Les traces d’un voyage effectué il y a des années pour voir toutes les peintures de Vermeer se révèlent au contact d’une situation, d’une parole, d’une sensation. Il en découle parfois de courts textes dont certains paraîtront ici.
Dix ans après. Au moins dix ans après. Dans un bar à vin de notre village, un endroit recherché qui à l’époque ou j’ai fait le voyage Vermeer était un bistrot auquel on aurait décerné le prix du décor le plus moche de la région.Tout a changé. Dix ans après, douze ans. Le village, grâce à ses nouveaux habitants, s’est transformé en une petite cité prisée pour son attrait culturel.
Tu me demandes pourquoi mon premier texte porte sur La jeune femme assoupie. Je ne sais pas. C’est le hasard. C’est le premier qui m’a semblé présentable quand je suis retournée dans les notes que j’avais prises pour ce livre sur Vermeer que je ne ferai pas.
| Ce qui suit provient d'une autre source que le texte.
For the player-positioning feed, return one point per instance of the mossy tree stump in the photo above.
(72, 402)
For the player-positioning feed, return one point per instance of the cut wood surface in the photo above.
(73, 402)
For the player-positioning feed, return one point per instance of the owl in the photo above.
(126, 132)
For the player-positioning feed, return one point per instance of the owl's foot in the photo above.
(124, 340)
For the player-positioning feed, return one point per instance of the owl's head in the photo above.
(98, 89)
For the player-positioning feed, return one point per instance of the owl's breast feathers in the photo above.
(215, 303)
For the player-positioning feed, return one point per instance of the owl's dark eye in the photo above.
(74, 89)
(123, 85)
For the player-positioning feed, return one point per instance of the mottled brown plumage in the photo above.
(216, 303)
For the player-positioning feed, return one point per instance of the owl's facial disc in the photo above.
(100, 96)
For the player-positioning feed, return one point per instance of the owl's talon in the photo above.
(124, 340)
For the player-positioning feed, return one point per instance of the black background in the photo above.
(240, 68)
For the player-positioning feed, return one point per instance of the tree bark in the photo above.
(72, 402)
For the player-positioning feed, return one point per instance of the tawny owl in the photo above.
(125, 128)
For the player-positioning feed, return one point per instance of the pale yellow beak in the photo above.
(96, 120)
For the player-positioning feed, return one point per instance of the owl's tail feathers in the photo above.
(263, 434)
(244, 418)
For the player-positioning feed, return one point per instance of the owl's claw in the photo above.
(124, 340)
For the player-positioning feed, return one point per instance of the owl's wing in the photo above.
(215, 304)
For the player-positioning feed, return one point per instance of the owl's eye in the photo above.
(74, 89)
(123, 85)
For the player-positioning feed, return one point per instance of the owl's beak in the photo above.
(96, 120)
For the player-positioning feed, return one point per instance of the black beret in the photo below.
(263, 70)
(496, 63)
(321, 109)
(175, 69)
J’ai des centaines de petites histoires. Il s’agissait d’écrire chaque fois qu’une pensée, une image d’un tableau de Vermeer me passait par la tête, que quelque chose dans la vie quotidienne me faisait penser à Vermeer. Comme ce moment présent où nous sommes en train d’évoquer le voyage que j’avais fait un été pour voir tous les tableaux de Vermeer en dégustant un vin dans des verres qui ressemblent à ceux de ses tableaux.
Vous êtes les seuls à savoir quelle nouvelle de Virginia Woolf a inspiré le texte que Tina a publié le dernier à propos de la Jeune femme assoupie. Un été nous avons tourné dans mon jardin un petit film qui essayait de mettre en scène cette nouvelle. C’était peu après le voyage Vermeer. L’été où nous avions décidé que nous tournions un film par jour. Nous nous faisions lire des textes. Nous prenions un moment pour en assimiler la teneur. Nous choisissions chacun un personnage. Nous allions solliciter des amis si le nombre de personnages le nécessitait, et on tournait le film dans la foulée avec une petite caméra DV. Nous nous demandons en silence ce que sont devenus ces petits films.
En juin vous allez faire un voyage aux Pays-Bas et vous séjournerez à Delft. Je décris ce qu’il reste de cette ville dans ma mémoire. Quelques traces d’un séjour pour écrire ce livre que je n’ai pas réussi à écrire. Un cinéma dont j’ai gardé longtemps le ticket d’entrée qui portait sur une face une reproduction miniature de la vue de Delft de Vermeer… Le marché aux fleurs. L’immense marché aux fleurs. La prétention de cette ville pleine de cafés agréables sur les places et le long des canaux à être restée comme elle était au XVIIème siècle. Intacte. Les maisons de maîtres dans leur décor d’époque où on découvre la faïence inspirée de la porcelaine chinoise que les marchands de la compagnie néerlandaise des Indes occidentales rapportaient de leurs voyages lointains avec toutes sortes de bien qui enrichissaient leur ville et leur pays. Les carreaux de faïence bleue ébréchés vendus dans les brocantes avec les mêmes motifs que ceux qu’on voit sur les carreaux des intérieurs peints par Vermeer. Le Vermeer Zentrum où vous pourrez photographier vos visages derrière une silhouette en carton reprenant celle de la Jeune fille à la perle.
Cette Jeune fille à la perle, que nul n’ignore aujourd’hui, produit phare de l’industrie culturelle, est sortie des limbes à la fin du XIXème siècle. On ne sait rien du tableau à l’époque où Vermeer l’a peint. On n’est même pas sûr de l’identifier parmi les peintures qui à sa mort lui étaient attribuées.